Voriconazole, a new broad-spectrum triazole antifungal agent, was approved by the US Food and Drug Administration in May 2002. Its use has increased steadily because of its high effectiveness against a wide variety of yeasts and molds and its excellent oral bioavailability . The most common side effects reported are visual disturbances, elevation in hepatic enzyme levels, and rashes [2, 3]. Photosensitivity reactions of varying severity are frequent (1%) and well documented [4–6]. In contrast, only 16 cases of squamous cell carcinomas have been reported, characterized by clinical severity [7–11].
We report a new case of phototoxicity associated with multiple squamous cell carcinomas in a patient treated for 2 years using voriconazole. We discuss the possible mechanisms induced by voriconazole, a photosensitizing drug, in skin carcinogenesis.

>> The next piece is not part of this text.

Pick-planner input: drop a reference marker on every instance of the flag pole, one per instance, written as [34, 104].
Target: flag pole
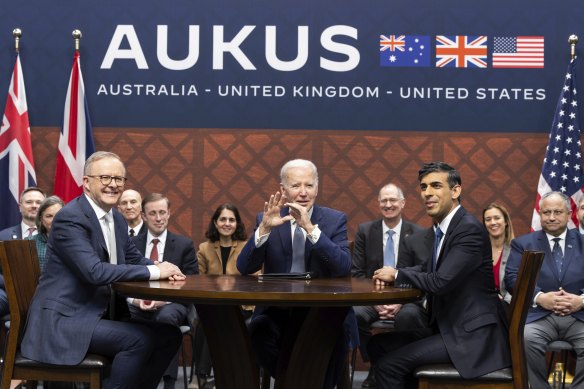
[572, 40]
[17, 33]
[76, 38]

A man of 55 had been treated with corticosteroids (10mg/day) for sarcoidosis since 1974. In February 2004, treatment comprising 200mg voriconazole twice daily was instated for pulmonary aspergillosis in this setting of immunosuppression. His usual treatment consisted of salbutamol, budesonide, and ramipril. He had a Fitzpatrick skin phototype II and was living in a temperate area. He was an office worker and had never had intensive, prolonged sun-exposure. No previous personal or familial skin cancer was noted.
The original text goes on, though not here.